30-year-old Ed Wood (Johnny Depp) wants nothing more than to make movies and be a major Hollywood director just like his idol Orson Welles. While trying to get his big break in the film industry, he tries his hand doing stage plays starring his girlfriend Dolores (Sarah Jessica Parker) and friend Bunny Breckinridge (Bill Murray), but audiences stay away and critics aren’t impressed. But when Ed finds out a producer is planning to make a movie based on the life of Christine Jorgensen, a famous trans woman, he knows that he’s the perfect director for the project because he secretly loves dressing in women’s clothing. The producer is looking for a director with experience, but Ed gets the job when he tells the producer that he could get Bela Lugosi (Martin Landau), whom he had recently befriended, to appear in it.

During the production of the movie, which ended up being known as Glen or Glenda, Ed battles with the producer because Ed wants to go for honesty and realism, but the producer wants exploitation.

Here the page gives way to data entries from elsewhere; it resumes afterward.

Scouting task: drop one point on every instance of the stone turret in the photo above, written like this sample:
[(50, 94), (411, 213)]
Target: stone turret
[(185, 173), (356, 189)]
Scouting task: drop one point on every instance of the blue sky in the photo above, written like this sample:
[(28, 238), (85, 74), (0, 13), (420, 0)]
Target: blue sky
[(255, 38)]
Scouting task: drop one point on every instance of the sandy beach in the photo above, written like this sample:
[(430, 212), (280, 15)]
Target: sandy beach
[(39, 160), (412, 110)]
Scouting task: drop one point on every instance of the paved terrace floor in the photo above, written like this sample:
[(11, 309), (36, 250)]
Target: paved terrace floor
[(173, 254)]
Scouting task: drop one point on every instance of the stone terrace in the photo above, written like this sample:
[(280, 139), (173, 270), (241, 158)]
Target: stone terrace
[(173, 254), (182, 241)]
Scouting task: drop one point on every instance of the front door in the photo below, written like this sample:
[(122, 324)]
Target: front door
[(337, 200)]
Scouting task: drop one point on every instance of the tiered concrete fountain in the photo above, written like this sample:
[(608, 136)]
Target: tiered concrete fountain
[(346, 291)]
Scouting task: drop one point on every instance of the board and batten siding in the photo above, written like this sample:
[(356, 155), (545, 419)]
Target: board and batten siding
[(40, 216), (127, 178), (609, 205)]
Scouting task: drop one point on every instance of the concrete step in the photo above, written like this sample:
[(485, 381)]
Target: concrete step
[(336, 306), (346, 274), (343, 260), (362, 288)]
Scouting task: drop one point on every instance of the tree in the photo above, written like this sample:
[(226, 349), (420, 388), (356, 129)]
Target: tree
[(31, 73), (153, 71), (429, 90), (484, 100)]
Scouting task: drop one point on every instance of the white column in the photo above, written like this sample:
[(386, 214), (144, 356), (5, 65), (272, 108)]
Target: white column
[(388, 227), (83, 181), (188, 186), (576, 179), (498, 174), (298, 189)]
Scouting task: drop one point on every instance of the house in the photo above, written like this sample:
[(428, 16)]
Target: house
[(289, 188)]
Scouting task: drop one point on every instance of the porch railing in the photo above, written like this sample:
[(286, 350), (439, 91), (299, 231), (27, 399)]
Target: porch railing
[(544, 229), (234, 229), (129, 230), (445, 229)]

Dolores is also shocked when she finds out how much the movie reflects their lives. When the movie fails and he can’t get more work, Dolores suggests he try finding funding elsewhere so he can make the movies he wants to make without having to answer to anyone.

Although Ed is, eventually, able to get enough funding to make movies like Bride of the Monster, Hollywood success and critical acclaim continue to elude him. Along the way, his relationship with Dolores becomes strained and ends, plus he has to cope with his good friend Bela Lugosi’s battle with drug addiction and eventual death. But things start looking up when he meets Kathy O’Hara (Patricia Arquette) and he talks a church into funding a project he really wants to make — Plan 9 From Outer Space, starring his friends Vampira (Lisa Marie) and Tor Johnson (George Steele). The movie also gave him the chance to use some footage of Bela that had been filmed shortly before his death.

But Ed soon finds out that having financial backers doesn’t provide as much freedom as he’d hoped for and he gets tired of the church’s concerns over the direction of the movie. Frustrated, he goes to a bar where he has a chance encounter with his idol, Orson Welles (Vincent D’Onofrio), who inspires him to go back and fight to make the movie he always dreamed of.

Like most Hollywood biopics, Ed Wood isn’t a completely accurate portrayal of his life or the lives of some of his friends. The portrayal of Dolores seems to get the most criticism since she actually had a very active acting career during the time she spent with Ed, which isn’t mentioned at all in the movie. Dolores herself has said that she wished the movie had shown more of the love story between her and Ed and said that the movie didn’t depict Ed’s alcoholism during this time in his life. Bela Lugosi also wasn’t known to curse the way he did in Ed Wood and the movie makes no reference to Lugosi’s son or the woman he was married to at the time of his death.

But despite its inaccuracies, Ed Wood is an extremely entertaining movie. It’s the kind of movie I could easily watch over and over again. I loved Johnny Depp’s unrelentingly optimistic performance as Ed Wood. Depp said he got into character by studying Ronald Reagan speeches, Mickey Rooney movies, Casey Kasem, and Jack Haley in The Wizard of Oz and if you can imagine all of those things combined, you’ve got a pretty spot-on idea of what his performance is like. Martin Landau was also fantastic as Bela Lugosi and he really deserved the Oscar he won for his performance.

A lot of Tim Burton’s most recent work hasn’t gotten the best reviews, but Ed Wood is a great reminder of how good of a director Tim Burton can be when he’s at his best. He’s the only major director working right now I can think of who could make a movie that makes you want to root for the guy who made Plan 9 From Outer Space, a movie that’s often called the worst movie ever made. Plus I kind of respect the fact that Burton said he didn’t want to delve too much into the darker aspects of Ed’s life, or the lives of his friends, because he felt these people had already been ridiculed enough. Too bad Dolores got a bad shake in the movie, though.